One of our customers described a situation where the current and the voltage in the plasma became unstable when depositing a highly conductive elemental metallic sputtering target with a magnetically enhanced cathode assembly which had been in continuous operation for over ten years. The current in the plasma had shot up and the voltage had fallen off. They also experienced severe arching in the plasma between the cathode assembly to ground potential causing the DC power supply to shut down and restart sporadically.
There may be two possibilities occurring, either separately or in conjunction with each other, causing this instability. If the magnets in the body of the magnetically enhanced cathode assembly had become overheated at some point they, may have reached their Currie temperature and become either partially, or totally, demagnetized. This could occur if there was any type of decreased water flow or cooling efficiency in the water cooling system facilitating the deposition system or blockage of some type in the water channels of the cathode body itself. This blockage may be a result of a chemical build up from minerals in the water (if it is untreated “city” water) or from reactive products associated with the caustic water and galvanic action of dissimilar metals used in the cathode construction. Loss in the magnetic field at the target surface may also be a result of magnet material erosion if the magnets are produced from rare earth elements, Many rare earth magnets corrode if they are in direct contact with the cooling water.
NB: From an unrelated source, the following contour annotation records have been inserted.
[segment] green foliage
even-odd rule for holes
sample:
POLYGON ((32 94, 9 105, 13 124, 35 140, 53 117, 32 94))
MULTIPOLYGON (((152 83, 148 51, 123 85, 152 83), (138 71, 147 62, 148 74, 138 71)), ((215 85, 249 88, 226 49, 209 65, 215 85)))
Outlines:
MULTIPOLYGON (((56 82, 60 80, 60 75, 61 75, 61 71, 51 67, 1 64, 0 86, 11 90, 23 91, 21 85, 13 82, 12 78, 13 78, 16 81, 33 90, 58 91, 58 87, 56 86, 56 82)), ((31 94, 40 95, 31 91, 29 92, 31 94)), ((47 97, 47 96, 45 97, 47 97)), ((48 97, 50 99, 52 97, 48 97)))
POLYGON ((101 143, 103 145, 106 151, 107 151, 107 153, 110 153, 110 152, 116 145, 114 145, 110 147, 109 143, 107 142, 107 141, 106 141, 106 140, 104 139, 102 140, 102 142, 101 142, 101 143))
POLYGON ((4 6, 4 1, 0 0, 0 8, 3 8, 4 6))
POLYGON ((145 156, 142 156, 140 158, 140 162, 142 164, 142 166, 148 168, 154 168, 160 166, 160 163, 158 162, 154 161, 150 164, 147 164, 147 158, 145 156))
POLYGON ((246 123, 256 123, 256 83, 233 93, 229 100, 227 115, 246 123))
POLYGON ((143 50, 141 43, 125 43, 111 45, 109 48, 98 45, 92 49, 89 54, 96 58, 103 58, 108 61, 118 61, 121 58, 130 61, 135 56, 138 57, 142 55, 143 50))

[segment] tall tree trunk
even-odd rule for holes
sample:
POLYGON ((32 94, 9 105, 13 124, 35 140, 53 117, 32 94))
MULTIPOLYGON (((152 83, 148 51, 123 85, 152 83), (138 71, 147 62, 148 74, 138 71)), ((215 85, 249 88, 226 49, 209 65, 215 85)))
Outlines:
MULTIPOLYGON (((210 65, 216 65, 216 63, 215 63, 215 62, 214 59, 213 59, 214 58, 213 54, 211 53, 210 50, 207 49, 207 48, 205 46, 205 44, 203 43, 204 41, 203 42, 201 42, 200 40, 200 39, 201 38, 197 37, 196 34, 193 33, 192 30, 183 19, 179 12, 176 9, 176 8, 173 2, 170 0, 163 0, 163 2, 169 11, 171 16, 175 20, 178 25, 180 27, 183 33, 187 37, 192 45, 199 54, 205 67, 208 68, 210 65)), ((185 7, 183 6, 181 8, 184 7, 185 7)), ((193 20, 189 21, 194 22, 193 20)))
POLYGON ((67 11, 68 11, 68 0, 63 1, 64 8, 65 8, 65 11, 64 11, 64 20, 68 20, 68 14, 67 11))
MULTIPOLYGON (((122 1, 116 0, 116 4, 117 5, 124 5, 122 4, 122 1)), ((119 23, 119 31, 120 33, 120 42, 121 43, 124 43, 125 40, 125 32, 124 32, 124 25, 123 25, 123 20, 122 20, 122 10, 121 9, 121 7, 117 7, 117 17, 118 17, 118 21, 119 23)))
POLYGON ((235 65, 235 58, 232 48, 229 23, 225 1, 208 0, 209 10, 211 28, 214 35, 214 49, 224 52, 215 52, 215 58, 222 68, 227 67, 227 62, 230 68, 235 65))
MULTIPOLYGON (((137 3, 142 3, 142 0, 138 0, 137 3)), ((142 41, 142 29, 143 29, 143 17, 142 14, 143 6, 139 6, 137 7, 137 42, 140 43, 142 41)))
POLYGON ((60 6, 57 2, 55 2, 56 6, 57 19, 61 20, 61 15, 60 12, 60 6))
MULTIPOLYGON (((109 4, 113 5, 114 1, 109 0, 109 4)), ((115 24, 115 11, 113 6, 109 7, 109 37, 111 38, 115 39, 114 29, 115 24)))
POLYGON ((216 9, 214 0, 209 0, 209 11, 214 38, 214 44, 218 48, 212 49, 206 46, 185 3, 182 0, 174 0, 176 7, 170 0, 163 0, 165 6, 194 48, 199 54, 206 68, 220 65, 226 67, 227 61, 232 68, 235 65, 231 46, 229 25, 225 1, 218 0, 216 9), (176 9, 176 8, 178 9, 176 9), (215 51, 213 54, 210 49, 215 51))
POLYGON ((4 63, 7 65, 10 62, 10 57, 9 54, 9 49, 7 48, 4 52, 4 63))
Such magnets are usually potted with some form of organic protective coating or plated with an erosion resistance material. These materials can often break down over time thus allowing the magnets to erode and lose mass and magnetic strength. In general, it is necessary to have a minimum of 600 Gauss within the erosion profile of the target to sustain a plasma.
With a reduced, or a complete loss of the magnetic component in the MxB component of the power generating the plasma, the power level within the plasma will be severely reduced, since only the electrical component will be present on the target surface. This will critically alter the deposition rate or completely prevent any plasma from being ignited and sustained within the cathode assembly, even though the sputtering target itself is totally functional.
Alternatively, it may be that the plasma generated by the magnetically enhanced cathode assembly is functioning normally, but it is arching over to ground potential. This may be caused by stray deposition material building up on various parts of the system components (shutter assembly, dark space shield, chamber wall, etc.) and eventually flaking off and creating an electrically conductive path between the live cathode (negative DC current) to the dark space shield (ground potential) inside the chamber. Care should also be taken to make certain that the distance between the dark space shield and the cathode assembly is uniform and properly positioned. The gap should typically be around 6mm and uniform. The dark space shield should extend to, and be uniform to, the top of the top surface of the sputtering target. This may require repositioning if targets of different thicknesses are interchanged within a particular cathode assembly. If the inner diameter of the dark space shield (can) and the outer diameter of the sputtering target are not equally positioned (so that the gap between the two components is not uniformly equal) i.e. too close in some places and too far apart in others, this will prevent the ground potential shield from extinguishing the plasma in the localized area outside the erosion profile that is created by the magnetic field within the cathode assembly.